Fortunately for us, one of our co-travelers is a friend of the U.S. ambassador in Dushanbe, and we were invited to dinner and a briefing at the embassy. “What is going on?” I asked the economics officer, a Tajik economist. He explained that the No. 1 source of income is remittances. One-third of men of working age are employed outside the country, primarily in Russia. The second largest source is the illegal drug trade. Tajikistan shares a border with Afghanistan. Other sources are the fresh produce stands sprinkled down the streets. None of this, of course, is officially reported.

I had visited Kyrgyzstan and Kazakhstan in 1994, when I was teaching economics at Moscow State University, so I was anxious to see how things had changed. The most obvious change is the number of cars.
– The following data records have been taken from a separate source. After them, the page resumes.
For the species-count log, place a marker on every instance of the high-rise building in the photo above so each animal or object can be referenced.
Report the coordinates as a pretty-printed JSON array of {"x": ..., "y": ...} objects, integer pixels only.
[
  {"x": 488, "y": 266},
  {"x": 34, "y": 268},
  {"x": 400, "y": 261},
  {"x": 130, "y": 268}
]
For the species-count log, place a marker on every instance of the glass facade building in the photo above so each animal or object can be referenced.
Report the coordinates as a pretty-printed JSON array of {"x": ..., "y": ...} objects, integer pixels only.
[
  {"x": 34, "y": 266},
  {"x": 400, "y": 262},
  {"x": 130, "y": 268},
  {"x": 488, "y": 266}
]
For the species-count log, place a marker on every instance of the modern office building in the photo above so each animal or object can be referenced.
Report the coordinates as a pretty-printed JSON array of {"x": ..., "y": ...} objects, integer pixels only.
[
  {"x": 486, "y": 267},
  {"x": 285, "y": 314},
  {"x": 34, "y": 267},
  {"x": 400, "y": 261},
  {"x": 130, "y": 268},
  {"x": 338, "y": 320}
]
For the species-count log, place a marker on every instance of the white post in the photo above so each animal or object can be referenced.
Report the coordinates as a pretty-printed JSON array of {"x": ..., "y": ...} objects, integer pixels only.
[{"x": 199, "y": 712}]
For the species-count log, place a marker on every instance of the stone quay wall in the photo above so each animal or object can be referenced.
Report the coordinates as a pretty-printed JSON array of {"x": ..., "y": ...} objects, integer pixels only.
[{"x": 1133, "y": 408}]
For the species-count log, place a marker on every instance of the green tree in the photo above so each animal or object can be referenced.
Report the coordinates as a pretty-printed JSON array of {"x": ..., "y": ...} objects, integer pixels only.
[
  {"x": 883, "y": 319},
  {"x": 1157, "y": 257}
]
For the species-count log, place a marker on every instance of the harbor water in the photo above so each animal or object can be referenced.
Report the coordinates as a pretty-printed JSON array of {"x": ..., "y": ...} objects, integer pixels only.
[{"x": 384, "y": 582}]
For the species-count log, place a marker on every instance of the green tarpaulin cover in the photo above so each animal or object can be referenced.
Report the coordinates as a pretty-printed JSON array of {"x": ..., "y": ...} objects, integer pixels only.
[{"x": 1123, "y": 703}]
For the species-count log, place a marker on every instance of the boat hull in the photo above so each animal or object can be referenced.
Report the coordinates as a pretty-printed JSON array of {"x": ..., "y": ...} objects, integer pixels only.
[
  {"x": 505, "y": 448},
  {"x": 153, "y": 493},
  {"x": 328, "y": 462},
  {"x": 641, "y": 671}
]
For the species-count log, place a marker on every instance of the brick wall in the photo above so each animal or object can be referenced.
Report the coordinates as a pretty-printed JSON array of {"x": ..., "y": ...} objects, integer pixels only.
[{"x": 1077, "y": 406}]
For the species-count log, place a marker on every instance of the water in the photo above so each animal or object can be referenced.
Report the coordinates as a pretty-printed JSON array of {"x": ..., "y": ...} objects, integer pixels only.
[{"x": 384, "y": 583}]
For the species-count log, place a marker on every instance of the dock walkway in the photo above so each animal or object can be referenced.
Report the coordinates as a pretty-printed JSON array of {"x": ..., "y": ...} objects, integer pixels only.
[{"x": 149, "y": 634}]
In contrast to Turkmenistan, Bishkek (Kyrgyzstan) was one massive, chaotic traffic jam. There were few traffic lights or police and no one paid much mind anyhow. Outside the cities, most of the highways are two-lane but the center line is ignored and people pass on hills and curves.

Two things struck me about this fascinating part of the world. First, Chinese men and women are plentiful. I don’t think there was a single time when I commented on a good road or tunnel through the mountains and wasn’t told, “Oh, it was built by the Chinese.” The old Silk Road, the trade route from China to Europe for centuries, is alive and well. And, today the Chinese are building strong, positive relationships with these governments and people.

Second, in four of the five countries we were told that most people say life was better when they were part of the Soviet Union. Everyone had a job and a place to live, and goods were inexpensive, even though there were lines and shortages. 

We need to keep these things in mind as we sort out our relations with our global playmates.

Author’s note: This will be my last column for ColoradoBiz. I’ve enjoyed writing these columns since 2007 and I’ve especially enjoyed all of the comments you’ve emailed me.